I extend my affection to the brothers and sisters of the Oriental Churches, Catholic and Orthodox, who celebrate the Nativity of the Lord today. To them, I wish them a Holy Christmas in the light of Christ our peace and our hope!
— Pope Francis (@Pontifex) January 7, 2021
Pope Francis also sent greetings to Christians around the world who celebrate Christmas Day on Jan. 7.
In his Angelus address on Jan. 6, the pope said: “I extend my affection to the brothers and sisters of the Oriental Churches, Catholic and Orthodox, who, according to their tradition celebrate the Nativity of the Lord tomorrow.
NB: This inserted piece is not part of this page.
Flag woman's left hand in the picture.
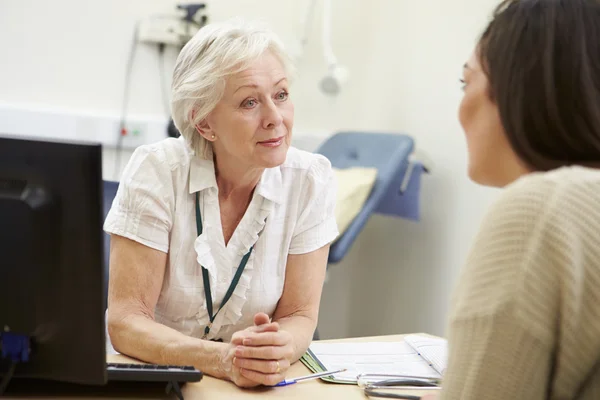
[231,313,294,386]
To them, I extend my most heartfelt wishes for a Holy Christmas in the light of Christ our peace and our hope.”
The pope tweeted the greeting on Jan. 7.
Shevchuk has led the Ukrainian Greek Catholic Church, the largest of the 23 Eastern Catholic Churches in full communion with Rome, since 2011.
He has highlighted the plight of Ukrainians following the outbreak of war in the Donbas region. He has also stressed the need for ecumenical dialogue in the country, which has seen sharp divisions between Catholics and Orthodox Christians, as well as within the Orthodox communion.
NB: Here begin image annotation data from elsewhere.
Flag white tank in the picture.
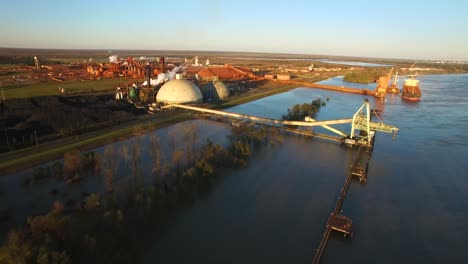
[156,80,203,104]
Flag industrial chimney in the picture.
[145,62,152,88]
[159,57,166,73]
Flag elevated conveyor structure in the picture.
[162,101,398,146]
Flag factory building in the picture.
[202,81,229,101]
[276,74,291,81]
[198,64,255,80]
[156,80,203,104]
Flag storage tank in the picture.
[276,74,291,81]
[202,81,229,100]
[156,80,203,104]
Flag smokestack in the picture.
[34,56,39,70]
[159,57,166,73]
[145,63,151,88]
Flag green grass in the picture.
[0,80,297,172]
[0,113,188,172]
[3,79,126,100]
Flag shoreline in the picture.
[0,81,299,177]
The Ukrainian Greek Catholic celebration of Christmas ends on Jan. 19, the feast of the Epiphany, also known as Yordan, commemorating the Baptism of Christ in the Jordan River.
Concluding his Christmas message, Shevchuk said: “May the Lord, born in Bethlehem, be our light and our leading star in the coming years of our lives. May the Savior bless each of our families, wipe away every tear from our eyes, and may sorrow turn to joy.”